Bhojpuri folk songs, more popular in Mauritius than in India

Indian Ladies Sangeet is considered a pastime in its land of birth but Bhojpuri-speaking communities in Mauritius have taken it to another level. They have popularised it so much that Unesco has added it to the Representative List of the Intangible Cultural Heritage of Humanity.

Geet-Gawai, or Bhojpuri folk songs in Mauritius, made it to the list on December 1, 2016. The folk songs first reached Mauritius 90 years ago with the arrival of Bhojpuri-speaking women. They passed the oral legacy on to younger generations. Some of the songs have even been documented for posterity, Sairta Boodhoo, chairperson of the Bhojpuri Speaking Union, Mauritius, told DH at the ongoing Pravasi Bharatiya Divas in Bengaluru.

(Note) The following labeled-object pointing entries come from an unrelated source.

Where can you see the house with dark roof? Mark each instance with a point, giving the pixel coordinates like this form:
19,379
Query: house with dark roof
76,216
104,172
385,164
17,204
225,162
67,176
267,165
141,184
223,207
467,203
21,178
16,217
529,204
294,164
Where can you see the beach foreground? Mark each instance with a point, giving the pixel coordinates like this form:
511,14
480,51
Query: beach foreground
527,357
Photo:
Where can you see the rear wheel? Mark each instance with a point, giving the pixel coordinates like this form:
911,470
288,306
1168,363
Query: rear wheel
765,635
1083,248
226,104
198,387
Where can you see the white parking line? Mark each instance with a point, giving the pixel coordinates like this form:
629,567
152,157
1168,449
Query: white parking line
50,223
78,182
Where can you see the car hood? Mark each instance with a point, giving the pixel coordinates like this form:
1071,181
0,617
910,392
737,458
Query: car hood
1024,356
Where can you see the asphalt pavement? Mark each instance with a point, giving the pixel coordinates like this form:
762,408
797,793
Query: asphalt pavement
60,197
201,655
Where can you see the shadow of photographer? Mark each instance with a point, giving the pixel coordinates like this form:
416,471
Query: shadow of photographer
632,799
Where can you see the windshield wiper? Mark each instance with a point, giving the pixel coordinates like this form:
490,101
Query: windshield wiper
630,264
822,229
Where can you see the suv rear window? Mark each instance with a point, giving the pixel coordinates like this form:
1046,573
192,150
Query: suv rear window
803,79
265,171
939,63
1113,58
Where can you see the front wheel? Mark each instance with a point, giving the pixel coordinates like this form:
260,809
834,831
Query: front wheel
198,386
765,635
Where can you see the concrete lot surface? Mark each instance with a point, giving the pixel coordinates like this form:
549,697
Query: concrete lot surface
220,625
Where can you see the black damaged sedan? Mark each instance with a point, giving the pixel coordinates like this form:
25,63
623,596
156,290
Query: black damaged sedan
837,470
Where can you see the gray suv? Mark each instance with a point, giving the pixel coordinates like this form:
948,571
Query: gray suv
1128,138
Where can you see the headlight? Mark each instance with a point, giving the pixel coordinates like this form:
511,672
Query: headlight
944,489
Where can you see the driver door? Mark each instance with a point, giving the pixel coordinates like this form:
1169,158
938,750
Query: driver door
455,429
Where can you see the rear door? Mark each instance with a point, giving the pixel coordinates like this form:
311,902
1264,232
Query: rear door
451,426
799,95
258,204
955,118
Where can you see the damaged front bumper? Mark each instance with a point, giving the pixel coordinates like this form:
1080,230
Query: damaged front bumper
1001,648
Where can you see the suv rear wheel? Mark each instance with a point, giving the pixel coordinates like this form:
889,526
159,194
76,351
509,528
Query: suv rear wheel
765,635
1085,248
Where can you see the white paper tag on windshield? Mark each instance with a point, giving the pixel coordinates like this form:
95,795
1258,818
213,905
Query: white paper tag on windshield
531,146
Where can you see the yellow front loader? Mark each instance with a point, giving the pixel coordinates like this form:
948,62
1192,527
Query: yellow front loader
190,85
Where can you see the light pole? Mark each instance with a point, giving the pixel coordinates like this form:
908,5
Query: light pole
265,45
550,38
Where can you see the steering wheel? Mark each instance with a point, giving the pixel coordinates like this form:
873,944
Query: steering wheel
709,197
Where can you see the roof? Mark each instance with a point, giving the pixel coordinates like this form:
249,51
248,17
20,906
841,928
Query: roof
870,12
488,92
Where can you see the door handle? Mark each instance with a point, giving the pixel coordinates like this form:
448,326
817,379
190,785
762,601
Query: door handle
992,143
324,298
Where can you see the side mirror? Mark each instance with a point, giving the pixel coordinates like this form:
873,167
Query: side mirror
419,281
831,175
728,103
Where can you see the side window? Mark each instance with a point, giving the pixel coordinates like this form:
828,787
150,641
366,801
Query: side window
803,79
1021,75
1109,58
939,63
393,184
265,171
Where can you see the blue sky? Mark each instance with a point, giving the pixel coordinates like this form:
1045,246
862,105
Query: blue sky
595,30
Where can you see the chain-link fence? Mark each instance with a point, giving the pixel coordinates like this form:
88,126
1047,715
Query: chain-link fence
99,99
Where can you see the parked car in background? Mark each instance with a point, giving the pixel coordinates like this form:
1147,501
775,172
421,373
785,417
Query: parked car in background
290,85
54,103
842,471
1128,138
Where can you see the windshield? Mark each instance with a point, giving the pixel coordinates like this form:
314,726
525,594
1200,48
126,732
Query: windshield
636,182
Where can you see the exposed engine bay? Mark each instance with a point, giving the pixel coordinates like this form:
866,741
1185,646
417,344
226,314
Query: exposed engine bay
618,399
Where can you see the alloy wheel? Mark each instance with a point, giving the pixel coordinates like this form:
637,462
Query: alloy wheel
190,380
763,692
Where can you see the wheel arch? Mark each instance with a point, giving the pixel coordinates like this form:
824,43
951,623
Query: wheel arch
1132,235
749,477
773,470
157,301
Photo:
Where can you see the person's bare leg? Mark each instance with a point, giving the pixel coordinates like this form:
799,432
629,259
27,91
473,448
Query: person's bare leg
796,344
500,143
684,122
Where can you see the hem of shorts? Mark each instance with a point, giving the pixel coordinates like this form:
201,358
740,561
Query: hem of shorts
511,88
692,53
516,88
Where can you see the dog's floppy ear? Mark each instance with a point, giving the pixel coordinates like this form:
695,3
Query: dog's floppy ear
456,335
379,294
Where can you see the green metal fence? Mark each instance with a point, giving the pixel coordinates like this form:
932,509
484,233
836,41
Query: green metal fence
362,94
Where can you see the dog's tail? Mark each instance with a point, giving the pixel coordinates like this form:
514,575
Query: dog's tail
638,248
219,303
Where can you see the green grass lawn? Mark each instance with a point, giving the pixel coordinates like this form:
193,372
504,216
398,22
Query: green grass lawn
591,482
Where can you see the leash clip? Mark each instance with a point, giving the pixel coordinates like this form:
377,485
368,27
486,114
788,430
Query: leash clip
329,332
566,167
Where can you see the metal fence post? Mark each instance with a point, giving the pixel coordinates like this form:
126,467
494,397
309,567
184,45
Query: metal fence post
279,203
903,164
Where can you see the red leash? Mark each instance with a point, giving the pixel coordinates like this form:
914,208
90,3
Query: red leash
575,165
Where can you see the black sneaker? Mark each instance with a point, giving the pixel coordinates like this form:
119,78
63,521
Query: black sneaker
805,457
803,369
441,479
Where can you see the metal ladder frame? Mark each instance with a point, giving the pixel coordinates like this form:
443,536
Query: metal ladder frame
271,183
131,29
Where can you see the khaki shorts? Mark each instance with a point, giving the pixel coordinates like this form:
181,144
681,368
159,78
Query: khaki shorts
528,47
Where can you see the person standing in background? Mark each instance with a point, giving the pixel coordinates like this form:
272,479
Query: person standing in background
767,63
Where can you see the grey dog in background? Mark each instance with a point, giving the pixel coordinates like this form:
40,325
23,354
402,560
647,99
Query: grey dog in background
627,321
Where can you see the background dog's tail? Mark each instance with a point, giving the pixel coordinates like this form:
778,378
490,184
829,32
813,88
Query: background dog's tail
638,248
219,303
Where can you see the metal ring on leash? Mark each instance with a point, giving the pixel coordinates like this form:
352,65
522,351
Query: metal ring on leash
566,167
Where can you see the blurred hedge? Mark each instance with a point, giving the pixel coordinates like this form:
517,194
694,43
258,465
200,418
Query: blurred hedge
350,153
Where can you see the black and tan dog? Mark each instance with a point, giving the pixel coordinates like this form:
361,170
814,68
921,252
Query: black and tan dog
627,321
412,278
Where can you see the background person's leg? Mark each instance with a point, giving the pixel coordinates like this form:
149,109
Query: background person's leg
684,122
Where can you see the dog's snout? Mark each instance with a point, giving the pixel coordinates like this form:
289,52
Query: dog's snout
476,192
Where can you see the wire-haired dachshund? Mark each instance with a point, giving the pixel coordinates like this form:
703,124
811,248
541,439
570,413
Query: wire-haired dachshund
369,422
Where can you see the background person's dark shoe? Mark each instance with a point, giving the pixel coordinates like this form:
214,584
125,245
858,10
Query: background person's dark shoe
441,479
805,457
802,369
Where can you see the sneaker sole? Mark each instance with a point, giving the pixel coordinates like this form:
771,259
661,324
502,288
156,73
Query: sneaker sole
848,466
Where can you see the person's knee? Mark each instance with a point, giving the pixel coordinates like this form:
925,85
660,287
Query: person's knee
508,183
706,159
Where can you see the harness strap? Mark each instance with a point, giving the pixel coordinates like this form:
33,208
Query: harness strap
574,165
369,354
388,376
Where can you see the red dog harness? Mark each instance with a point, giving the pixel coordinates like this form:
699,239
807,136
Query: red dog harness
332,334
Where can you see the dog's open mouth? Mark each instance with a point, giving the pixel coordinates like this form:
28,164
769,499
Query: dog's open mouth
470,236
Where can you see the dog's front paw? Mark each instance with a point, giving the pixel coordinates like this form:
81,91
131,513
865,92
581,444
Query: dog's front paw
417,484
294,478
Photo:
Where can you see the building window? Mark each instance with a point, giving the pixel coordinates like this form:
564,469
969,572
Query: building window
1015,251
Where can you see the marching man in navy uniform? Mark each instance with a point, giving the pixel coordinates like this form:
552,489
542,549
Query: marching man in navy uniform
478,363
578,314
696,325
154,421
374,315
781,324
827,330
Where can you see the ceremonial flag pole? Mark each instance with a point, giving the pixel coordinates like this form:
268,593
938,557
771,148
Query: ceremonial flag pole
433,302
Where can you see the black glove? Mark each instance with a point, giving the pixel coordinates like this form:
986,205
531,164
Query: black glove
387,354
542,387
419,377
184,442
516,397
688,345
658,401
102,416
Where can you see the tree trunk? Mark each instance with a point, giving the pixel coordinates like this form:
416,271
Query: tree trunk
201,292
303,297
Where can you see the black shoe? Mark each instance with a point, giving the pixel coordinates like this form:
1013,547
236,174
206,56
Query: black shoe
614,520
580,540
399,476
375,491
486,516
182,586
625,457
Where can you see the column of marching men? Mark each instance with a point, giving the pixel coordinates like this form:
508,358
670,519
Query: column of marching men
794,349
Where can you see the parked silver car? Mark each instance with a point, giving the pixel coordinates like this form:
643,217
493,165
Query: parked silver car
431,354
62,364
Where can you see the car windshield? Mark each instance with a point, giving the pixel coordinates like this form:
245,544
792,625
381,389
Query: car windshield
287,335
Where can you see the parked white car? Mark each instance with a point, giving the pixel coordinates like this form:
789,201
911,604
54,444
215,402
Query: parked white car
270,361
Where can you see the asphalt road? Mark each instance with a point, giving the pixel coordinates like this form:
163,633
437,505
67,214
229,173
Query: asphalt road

In the last 90 years, Mauritius has recognised around 4.5 lakh people who arrived from India; 40% of them were women. The women are now teaching these songs — of invoking Gods, of traditional Indian weddings, of folk tales, Ghoomar, Dram Geet, Mandar Puja, Dharti Bandhal, Suhaag Geet, Chumawan Geet, railleries and more — to their children in Mauritius as well as to females in India.

Over the last few years, Boodhoo said, she had been visiting India, especially Uttar Pradesh and the surrounding regions, to share the folk songs. In Mauritius, youth and children are encouraged to take part in cultural Bhojpuri programmes. Technology has only made the job easier, she added.

“Most importantly, we are trying to protect the culture that we have inherited and pass it on to the future generation. Besides the songs, we also teach the Bhojpuri language in schools. The Mauritian government has appreciated our efforts,” Boodhoo said.